In deep metric learning, The improvements over time have been marginal?
in Blogs
Recently, in paper A Metric Learning Reality Check, it is reported that the improvements over time have been marginal at best. Is it true? I present my personal viewpoints as follows:
- First of all, acedemic research progress is naturally slow, continuous and tortuous. Beyond, it is full of flaws on its progress. For example,
In person re-identification, several years ago, some researchers vertically split one image into several parts for alignment, which is against the design of CNNs and non-meaningful. Because deep CNNs are designed to be invariant against translation, so that hand-crafted alignment is unnecessary.
The Adam optimiser is found to be very sensitive to the setting of delta recently.
How to understand a loss function in a right way? Does a loss function have to be differentiable?
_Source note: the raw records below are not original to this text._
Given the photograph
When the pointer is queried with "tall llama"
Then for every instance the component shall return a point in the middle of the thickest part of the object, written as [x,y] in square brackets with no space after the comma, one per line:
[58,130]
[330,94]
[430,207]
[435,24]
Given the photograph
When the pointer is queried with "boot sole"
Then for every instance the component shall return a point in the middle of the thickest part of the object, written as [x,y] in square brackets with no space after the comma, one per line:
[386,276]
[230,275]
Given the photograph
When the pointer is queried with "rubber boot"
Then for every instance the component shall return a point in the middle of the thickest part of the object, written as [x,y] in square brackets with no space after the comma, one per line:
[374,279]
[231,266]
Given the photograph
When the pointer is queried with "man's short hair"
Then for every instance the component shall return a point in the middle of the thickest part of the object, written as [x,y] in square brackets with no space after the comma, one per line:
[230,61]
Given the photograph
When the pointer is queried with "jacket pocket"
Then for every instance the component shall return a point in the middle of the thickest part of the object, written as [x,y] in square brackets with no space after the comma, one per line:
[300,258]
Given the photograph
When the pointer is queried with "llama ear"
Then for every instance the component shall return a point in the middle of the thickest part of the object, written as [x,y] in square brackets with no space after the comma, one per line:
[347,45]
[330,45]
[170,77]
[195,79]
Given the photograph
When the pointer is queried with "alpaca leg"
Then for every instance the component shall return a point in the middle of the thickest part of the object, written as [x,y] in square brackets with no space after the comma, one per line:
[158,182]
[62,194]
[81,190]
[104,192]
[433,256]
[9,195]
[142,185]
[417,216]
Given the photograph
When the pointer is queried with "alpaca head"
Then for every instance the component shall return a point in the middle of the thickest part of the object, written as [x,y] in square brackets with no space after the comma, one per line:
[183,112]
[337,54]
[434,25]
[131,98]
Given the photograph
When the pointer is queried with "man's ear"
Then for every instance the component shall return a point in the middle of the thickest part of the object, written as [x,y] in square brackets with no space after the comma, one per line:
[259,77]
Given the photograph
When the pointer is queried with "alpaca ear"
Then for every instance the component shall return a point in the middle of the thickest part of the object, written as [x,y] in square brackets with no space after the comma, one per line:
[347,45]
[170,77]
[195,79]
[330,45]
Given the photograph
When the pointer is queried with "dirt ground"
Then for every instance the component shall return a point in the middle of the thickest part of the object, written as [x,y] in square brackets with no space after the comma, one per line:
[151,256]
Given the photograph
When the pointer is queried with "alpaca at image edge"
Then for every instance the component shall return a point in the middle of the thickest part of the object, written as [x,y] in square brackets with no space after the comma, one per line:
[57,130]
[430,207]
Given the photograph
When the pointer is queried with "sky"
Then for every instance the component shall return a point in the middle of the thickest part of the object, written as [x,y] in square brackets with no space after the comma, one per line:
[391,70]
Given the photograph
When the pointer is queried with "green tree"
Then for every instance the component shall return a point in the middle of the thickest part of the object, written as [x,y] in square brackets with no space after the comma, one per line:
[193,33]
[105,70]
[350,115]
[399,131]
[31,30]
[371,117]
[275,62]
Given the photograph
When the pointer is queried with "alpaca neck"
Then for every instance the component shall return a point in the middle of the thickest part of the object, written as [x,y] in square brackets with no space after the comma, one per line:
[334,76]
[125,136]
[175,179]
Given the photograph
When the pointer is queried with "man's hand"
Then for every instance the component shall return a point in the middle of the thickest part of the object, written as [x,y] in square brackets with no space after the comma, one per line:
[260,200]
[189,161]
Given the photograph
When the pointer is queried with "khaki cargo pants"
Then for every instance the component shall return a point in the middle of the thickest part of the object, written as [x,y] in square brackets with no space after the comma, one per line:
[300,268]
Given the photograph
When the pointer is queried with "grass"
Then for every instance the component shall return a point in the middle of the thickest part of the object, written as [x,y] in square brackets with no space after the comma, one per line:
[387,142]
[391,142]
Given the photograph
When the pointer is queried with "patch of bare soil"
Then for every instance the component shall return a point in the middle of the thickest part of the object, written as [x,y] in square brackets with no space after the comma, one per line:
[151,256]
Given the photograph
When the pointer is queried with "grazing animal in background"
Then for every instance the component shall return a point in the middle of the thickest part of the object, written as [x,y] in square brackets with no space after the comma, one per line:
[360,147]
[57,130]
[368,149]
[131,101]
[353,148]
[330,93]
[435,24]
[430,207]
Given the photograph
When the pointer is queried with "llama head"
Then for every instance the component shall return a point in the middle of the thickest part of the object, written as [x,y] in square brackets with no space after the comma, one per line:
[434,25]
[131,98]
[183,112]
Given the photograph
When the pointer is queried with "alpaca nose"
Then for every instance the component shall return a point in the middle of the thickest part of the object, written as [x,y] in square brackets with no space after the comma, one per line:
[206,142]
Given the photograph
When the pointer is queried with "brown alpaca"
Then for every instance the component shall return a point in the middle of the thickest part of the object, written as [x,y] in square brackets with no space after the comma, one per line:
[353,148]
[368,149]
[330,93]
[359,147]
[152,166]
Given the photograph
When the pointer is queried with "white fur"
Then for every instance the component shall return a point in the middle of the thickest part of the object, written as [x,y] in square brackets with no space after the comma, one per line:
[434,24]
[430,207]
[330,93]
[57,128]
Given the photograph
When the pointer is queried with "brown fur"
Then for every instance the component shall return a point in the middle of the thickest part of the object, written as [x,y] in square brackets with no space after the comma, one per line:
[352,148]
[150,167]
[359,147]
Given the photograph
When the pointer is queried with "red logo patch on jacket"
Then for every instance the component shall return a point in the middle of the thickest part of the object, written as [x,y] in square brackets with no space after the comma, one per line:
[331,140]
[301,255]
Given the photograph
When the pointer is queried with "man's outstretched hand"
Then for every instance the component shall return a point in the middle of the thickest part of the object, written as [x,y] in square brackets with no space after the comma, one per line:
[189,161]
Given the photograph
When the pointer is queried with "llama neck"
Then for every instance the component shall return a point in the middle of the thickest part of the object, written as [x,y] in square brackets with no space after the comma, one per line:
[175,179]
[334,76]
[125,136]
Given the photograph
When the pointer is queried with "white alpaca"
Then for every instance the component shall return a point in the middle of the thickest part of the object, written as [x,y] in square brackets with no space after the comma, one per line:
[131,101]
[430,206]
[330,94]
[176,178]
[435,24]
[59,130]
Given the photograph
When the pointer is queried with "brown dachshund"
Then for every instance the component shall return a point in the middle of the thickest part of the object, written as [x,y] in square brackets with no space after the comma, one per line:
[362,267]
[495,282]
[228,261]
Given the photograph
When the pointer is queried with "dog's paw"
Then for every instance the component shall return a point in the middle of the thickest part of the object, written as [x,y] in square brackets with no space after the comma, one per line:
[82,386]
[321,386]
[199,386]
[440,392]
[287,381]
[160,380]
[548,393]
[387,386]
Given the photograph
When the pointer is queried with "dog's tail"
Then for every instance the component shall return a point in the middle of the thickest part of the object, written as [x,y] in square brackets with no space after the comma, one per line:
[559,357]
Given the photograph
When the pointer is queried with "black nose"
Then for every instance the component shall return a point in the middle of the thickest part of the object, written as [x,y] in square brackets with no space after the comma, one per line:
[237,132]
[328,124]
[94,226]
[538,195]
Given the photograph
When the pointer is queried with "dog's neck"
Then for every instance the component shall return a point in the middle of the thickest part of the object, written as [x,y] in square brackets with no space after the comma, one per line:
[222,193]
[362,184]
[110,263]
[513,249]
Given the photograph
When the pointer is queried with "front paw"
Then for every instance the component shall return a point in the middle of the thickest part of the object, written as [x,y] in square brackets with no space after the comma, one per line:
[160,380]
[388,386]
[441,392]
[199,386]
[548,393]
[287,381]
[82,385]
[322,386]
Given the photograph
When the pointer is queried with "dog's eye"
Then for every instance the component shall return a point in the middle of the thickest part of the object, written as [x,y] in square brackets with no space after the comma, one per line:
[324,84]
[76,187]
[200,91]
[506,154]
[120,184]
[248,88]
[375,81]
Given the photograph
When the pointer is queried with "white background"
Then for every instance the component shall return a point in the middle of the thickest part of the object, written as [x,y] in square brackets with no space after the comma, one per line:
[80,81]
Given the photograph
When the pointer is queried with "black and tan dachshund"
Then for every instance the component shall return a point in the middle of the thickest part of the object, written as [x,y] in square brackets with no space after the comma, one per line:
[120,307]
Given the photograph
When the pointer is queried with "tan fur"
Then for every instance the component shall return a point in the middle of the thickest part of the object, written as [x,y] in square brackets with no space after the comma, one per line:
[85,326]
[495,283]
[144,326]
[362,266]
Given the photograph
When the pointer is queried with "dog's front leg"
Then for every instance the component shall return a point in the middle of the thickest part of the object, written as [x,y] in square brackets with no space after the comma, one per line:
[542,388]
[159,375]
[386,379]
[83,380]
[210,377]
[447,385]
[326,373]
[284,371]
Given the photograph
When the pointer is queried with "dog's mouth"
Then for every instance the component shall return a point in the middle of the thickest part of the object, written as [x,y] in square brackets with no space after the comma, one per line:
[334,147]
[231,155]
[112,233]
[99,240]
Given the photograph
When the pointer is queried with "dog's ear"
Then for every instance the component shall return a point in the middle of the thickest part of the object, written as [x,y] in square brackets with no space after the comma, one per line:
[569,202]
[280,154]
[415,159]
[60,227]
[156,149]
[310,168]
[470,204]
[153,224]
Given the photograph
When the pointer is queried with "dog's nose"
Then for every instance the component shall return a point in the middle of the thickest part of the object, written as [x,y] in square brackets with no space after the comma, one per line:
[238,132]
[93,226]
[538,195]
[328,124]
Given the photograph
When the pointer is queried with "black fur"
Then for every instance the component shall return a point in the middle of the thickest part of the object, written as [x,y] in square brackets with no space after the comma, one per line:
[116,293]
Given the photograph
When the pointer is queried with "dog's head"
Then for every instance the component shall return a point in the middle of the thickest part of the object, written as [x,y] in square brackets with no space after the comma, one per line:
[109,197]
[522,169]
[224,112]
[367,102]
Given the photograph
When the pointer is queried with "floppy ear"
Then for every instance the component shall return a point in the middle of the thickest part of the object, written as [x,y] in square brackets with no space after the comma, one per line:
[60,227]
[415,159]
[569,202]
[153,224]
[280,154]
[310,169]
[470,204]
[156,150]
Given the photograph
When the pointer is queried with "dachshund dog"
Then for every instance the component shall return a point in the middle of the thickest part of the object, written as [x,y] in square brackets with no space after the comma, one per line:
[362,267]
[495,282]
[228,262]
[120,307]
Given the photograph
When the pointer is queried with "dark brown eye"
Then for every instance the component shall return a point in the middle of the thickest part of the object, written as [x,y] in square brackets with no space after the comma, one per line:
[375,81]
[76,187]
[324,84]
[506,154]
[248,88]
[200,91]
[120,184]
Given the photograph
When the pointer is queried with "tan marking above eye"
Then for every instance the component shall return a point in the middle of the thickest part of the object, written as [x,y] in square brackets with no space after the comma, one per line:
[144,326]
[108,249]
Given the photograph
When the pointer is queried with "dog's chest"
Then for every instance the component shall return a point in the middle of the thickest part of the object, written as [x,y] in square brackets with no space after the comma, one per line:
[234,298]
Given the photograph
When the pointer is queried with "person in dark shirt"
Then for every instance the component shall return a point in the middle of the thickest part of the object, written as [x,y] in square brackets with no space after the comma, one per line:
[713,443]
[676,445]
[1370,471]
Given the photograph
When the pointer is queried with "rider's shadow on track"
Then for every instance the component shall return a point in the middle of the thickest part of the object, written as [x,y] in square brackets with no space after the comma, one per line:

Is DisturbLabel a meaningful regulariser? If so, it makes me think that we should deliberately generate label noise at the training dataset! Is not it ridiculous? You will cultivate your own opinion after reading ProSelfLC: Progressive Self Label Correction for Training Robust Deep Neural Networks.
…
- There are some vital breakthroughs over the time although they seem to be trivial now.
- Multibatch Method, after which people rarely use rigid input formats.
- Before this milestone, we heard a lot about siamese networks, triplet networks, etc.
- After Multibatch Method, we construct doublets, triplets, or high-order tuples directly in the embedding space.
The importance of sample mining/weighting becomes clearer for our community. Of course, there exist many variants of sample mining/weighting for different scenarios.
Our community become much more open-minded: all methods which learn discriminative representations can be categorised into deep metric learning, e.g., softmax + categorical cross entropy.
Deep metric learning tends to follow a similar training setting with few-shot training, i.e., in one training batch, C classes and K examples per class are randomly sampled. Naturally, we can make C and K random to increase the training stochasticity.
- …
- Multibatch Method, after which people rarely use rigid input formats.